(photo caption) – Microneedles, made of a biomaterial mixed with therapeutic agents, are attached to a strip of tape, needles facing down. The strip is applied to the wound area of the skin and the tape removed. The needles are embedded into the skin and degrade, delivering the therapeutic agent under the skin. (Image courtesy of Khademhosseini Lab)

Mesenchymal stem cells (MSCs) are multipotent in that they naturally replenish the cell types that build our bone, cartilage and adipose tissues. However, their much broader regenerative potential, based on their capacity to migrate and engraft in injured tissues and secrete factors that enhance the formation of new blood vessels, suppress inflammation and cell death, and promote healing, makes them exquisite candidates for cell-based therapies for diseases as varied as cardiovascular, liver, bone and cartilage diseases, lung and spinal cord injuries, autoimmune diseases and even cancer and skin lesions.

MSCs provoke no or negligible adverse reactions in patients that receive them from healthy donors, and can be easily isolated from human tissues, expanded to clinical scales, biopreserved, and stored for point-of-care delivery.

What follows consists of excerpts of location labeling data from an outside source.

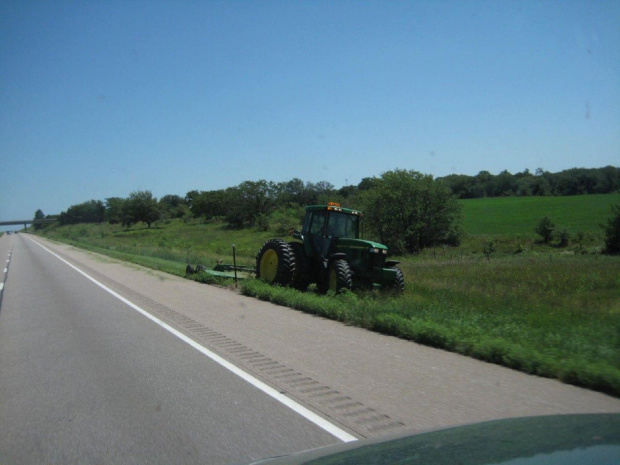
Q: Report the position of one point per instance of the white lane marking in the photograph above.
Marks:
(299, 409)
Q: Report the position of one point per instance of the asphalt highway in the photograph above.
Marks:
(107, 362)
(85, 378)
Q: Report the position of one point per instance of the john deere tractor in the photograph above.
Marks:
(329, 252)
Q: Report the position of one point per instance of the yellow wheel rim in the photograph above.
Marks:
(269, 265)
(333, 280)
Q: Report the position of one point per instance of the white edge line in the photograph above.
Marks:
(296, 407)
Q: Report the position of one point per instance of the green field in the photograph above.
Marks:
(545, 310)
(518, 216)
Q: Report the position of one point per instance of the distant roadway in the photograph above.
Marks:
(105, 362)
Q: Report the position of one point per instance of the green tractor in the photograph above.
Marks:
(329, 253)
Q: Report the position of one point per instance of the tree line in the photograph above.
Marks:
(406, 210)
(575, 181)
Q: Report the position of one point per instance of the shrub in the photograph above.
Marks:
(612, 232)
(545, 228)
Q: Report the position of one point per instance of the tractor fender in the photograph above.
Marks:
(337, 256)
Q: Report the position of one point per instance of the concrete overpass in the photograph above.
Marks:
(25, 223)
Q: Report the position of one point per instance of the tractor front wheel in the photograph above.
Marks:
(275, 262)
(398, 285)
(301, 277)
(339, 276)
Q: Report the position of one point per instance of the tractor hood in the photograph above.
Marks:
(360, 243)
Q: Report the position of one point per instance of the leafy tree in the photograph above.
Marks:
(564, 237)
(612, 231)
(410, 211)
(173, 206)
(545, 228)
(141, 206)
(38, 215)
(114, 210)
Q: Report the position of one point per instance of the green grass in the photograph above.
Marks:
(513, 216)
(545, 310)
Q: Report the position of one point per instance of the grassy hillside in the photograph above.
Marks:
(512, 216)
(545, 310)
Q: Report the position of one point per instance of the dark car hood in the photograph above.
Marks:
(588, 438)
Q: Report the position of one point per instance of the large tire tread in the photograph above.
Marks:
(285, 262)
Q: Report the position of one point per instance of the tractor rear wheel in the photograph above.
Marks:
(301, 276)
(339, 276)
(275, 262)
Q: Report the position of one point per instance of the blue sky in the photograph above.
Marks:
(102, 98)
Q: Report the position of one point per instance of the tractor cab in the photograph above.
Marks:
(324, 226)
(330, 252)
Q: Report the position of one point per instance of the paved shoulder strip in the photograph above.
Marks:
(290, 403)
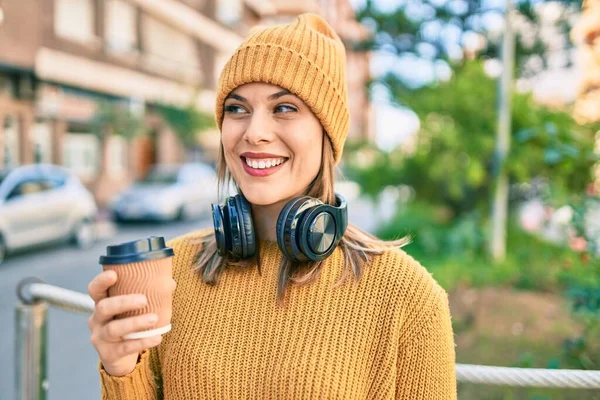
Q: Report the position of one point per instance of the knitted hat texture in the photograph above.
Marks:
(305, 57)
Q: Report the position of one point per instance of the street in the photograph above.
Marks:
(72, 361)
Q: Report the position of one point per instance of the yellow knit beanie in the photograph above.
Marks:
(305, 57)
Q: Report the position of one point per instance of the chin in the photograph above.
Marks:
(261, 197)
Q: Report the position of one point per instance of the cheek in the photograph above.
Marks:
(230, 138)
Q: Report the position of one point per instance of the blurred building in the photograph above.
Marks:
(61, 59)
(587, 35)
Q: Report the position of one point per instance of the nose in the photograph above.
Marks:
(259, 130)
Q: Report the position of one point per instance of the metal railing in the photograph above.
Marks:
(32, 348)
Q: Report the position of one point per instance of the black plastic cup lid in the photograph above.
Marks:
(152, 248)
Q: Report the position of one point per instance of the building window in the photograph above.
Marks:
(81, 154)
(120, 26)
(117, 156)
(74, 20)
(11, 142)
(42, 136)
(170, 52)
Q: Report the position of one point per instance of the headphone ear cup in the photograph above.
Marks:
(233, 219)
(289, 224)
(319, 233)
(220, 230)
(247, 227)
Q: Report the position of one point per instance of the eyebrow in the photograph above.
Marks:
(274, 96)
(277, 95)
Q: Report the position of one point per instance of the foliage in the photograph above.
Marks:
(186, 122)
(451, 164)
(446, 30)
(449, 249)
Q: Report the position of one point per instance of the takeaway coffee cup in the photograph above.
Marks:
(143, 266)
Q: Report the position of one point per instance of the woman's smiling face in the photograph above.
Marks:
(272, 142)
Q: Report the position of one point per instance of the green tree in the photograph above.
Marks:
(452, 160)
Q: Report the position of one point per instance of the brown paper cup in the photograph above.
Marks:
(143, 266)
(153, 279)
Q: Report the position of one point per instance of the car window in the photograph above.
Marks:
(161, 176)
(30, 187)
(200, 173)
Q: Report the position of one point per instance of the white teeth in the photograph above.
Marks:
(264, 163)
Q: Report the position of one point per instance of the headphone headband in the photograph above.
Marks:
(307, 229)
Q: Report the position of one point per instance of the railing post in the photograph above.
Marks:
(31, 346)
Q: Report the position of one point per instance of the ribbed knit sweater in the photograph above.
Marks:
(385, 336)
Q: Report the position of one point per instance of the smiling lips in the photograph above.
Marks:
(262, 164)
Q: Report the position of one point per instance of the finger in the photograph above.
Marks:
(115, 330)
(128, 347)
(107, 308)
(98, 287)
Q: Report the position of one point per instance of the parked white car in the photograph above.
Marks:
(167, 193)
(42, 203)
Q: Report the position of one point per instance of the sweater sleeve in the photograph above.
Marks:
(143, 383)
(426, 369)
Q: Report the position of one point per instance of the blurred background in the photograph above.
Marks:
(474, 130)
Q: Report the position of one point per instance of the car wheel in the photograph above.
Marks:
(3, 250)
(84, 234)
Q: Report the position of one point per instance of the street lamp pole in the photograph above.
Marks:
(500, 200)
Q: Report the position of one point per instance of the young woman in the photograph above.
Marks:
(283, 299)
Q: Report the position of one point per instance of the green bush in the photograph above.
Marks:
(450, 249)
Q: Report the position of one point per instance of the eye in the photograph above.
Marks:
(285, 108)
(234, 109)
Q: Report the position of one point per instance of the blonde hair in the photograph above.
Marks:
(358, 246)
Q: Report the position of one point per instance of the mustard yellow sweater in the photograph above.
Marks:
(386, 336)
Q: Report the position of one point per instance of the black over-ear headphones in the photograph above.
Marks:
(307, 229)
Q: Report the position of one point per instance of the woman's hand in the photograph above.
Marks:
(118, 356)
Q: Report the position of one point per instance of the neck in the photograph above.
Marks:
(265, 220)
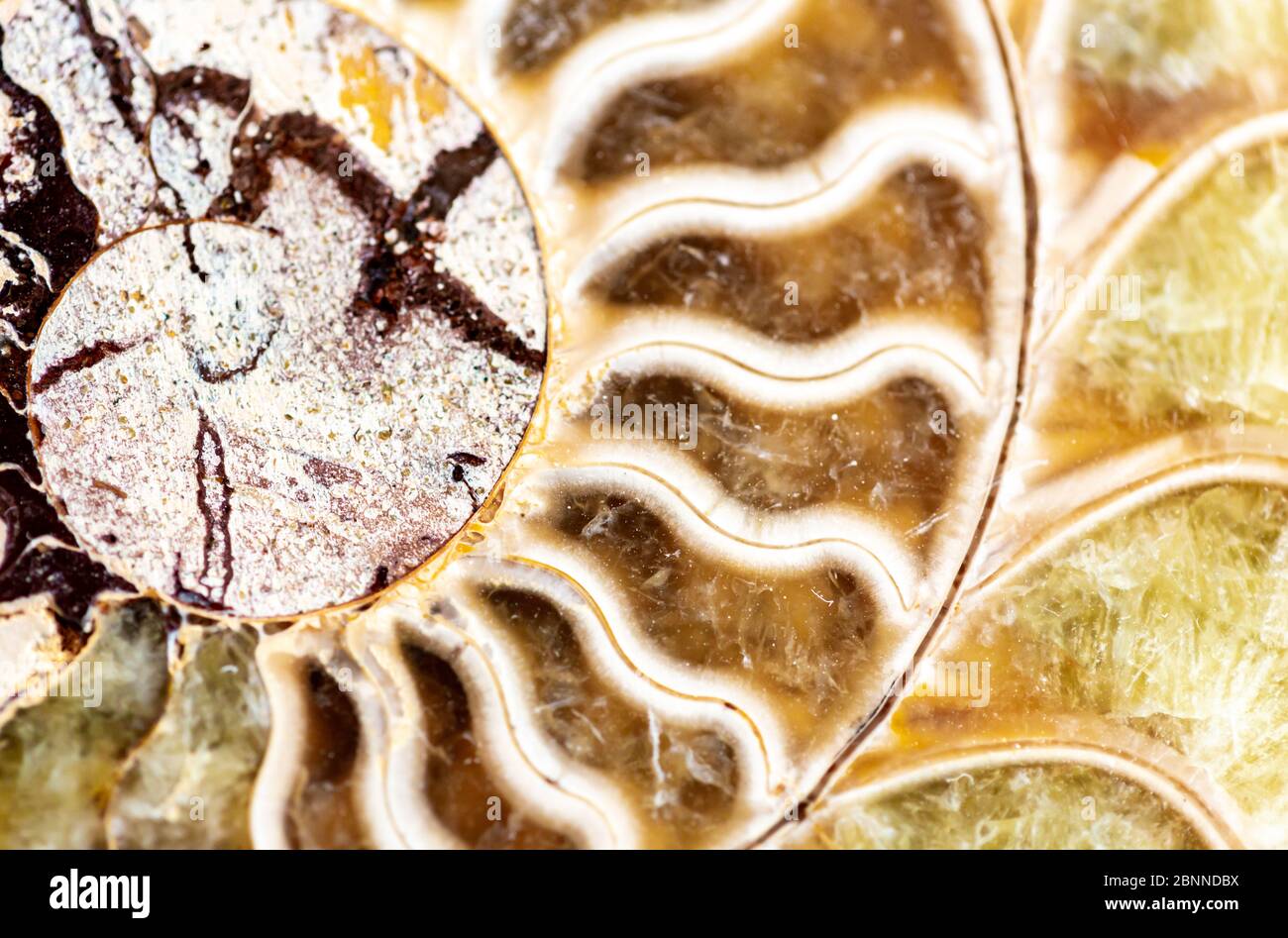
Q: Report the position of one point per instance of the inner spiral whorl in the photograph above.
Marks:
(316, 334)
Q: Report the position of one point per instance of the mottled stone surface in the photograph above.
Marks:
(316, 333)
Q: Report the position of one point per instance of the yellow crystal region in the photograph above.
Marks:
(1016, 806)
(1166, 622)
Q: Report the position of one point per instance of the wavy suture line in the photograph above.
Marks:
(583, 803)
(585, 95)
(376, 639)
(597, 784)
(747, 547)
(630, 35)
(759, 357)
(811, 191)
(791, 770)
(898, 630)
(281, 659)
(605, 638)
(956, 377)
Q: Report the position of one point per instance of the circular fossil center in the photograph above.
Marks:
(296, 393)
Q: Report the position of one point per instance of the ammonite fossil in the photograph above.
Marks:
(707, 423)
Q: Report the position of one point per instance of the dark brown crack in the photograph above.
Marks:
(120, 72)
(219, 375)
(191, 251)
(308, 141)
(330, 473)
(451, 174)
(215, 506)
(459, 462)
(86, 359)
(16, 446)
(71, 578)
(413, 279)
(178, 90)
(395, 276)
(194, 82)
(25, 515)
(52, 217)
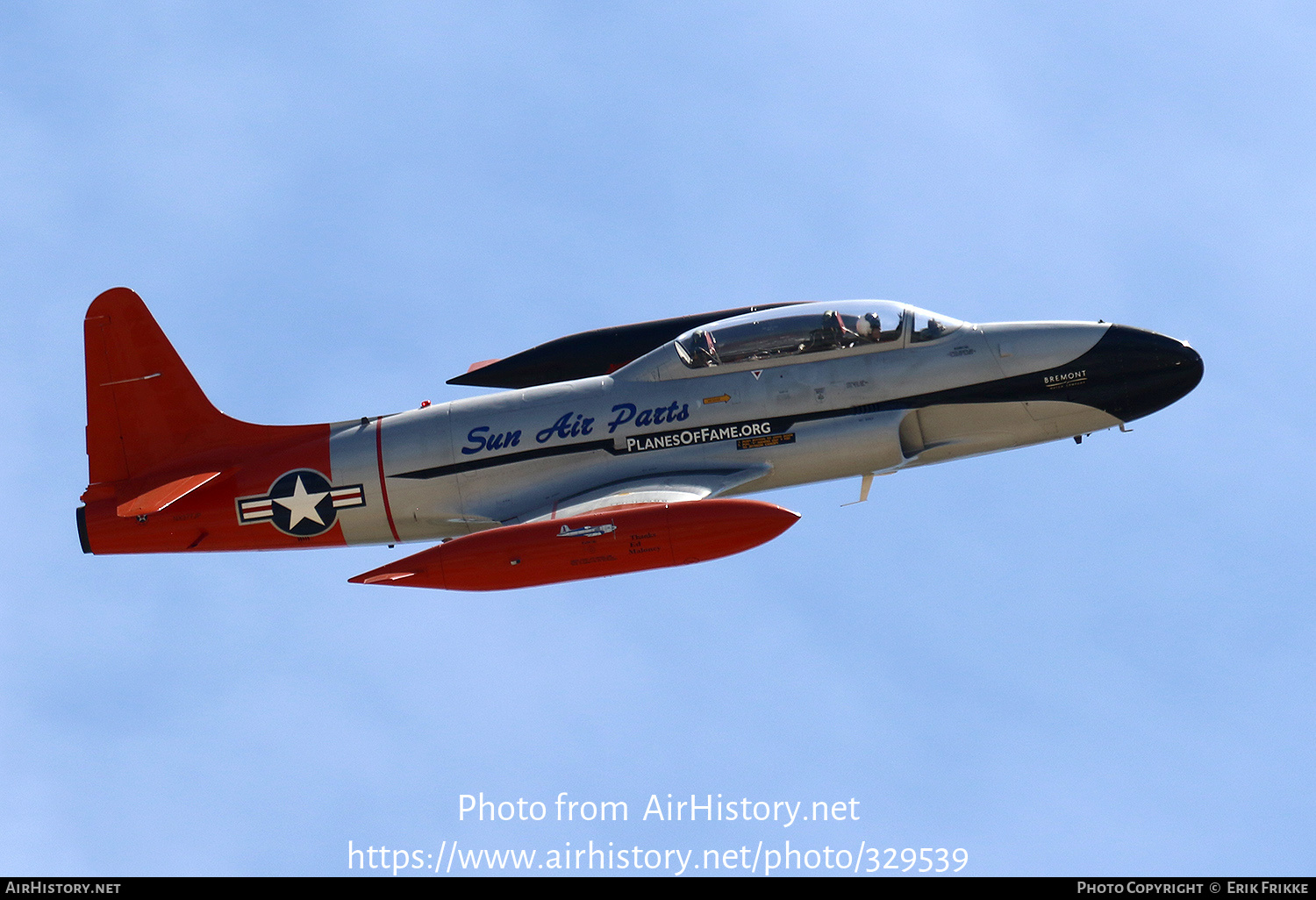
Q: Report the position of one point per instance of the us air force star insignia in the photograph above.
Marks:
(300, 503)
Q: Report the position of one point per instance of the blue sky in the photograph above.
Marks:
(1092, 660)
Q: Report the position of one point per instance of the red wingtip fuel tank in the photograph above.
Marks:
(605, 542)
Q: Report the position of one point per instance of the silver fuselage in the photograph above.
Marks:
(512, 457)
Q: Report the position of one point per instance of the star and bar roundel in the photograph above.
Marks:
(302, 503)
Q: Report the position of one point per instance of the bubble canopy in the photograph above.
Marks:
(810, 328)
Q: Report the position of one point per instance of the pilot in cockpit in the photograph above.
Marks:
(869, 326)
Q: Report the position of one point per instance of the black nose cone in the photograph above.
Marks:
(1153, 370)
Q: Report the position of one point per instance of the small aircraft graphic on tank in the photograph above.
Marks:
(608, 452)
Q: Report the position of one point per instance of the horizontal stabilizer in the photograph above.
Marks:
(157, 500)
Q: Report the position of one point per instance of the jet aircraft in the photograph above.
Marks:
(607, 452)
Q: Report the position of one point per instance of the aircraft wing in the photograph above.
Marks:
(626, 526)
(660, 487)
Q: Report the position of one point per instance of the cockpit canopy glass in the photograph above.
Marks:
(797, 331)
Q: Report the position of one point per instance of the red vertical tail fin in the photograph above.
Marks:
(153, 437)
(144, 408)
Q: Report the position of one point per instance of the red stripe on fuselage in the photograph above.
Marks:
(383, 487)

This efficiency in preparing medical grade MSCs contrasts with the relative inefficiency with which they currently can be delivered to target tissues in patients. Clinicians often need to administer massive numbers of MSCs with high precision to reach sufficient numbers of cells that successfully engraft and remain functional over time.

To overcome this bottleneck, researchers have developed materials-based approaches in which MSCs are embedded in biomaterial scaffolds that then can be implanted as “patches” in minimally invasive procedures into damaged tissues. However, those cells are often limited in their ability to migrate, overcome tissue barriers, and successfully engraft in tissue microenvironments where their action is needed most. In principle, injection approaches can introduce MSCs into tissues via hypodermic needles in a more targeted manner, but any direct injection to the tissue is invasive and can cause inadvertent tissue damage and side effects like the formation of scar tissue.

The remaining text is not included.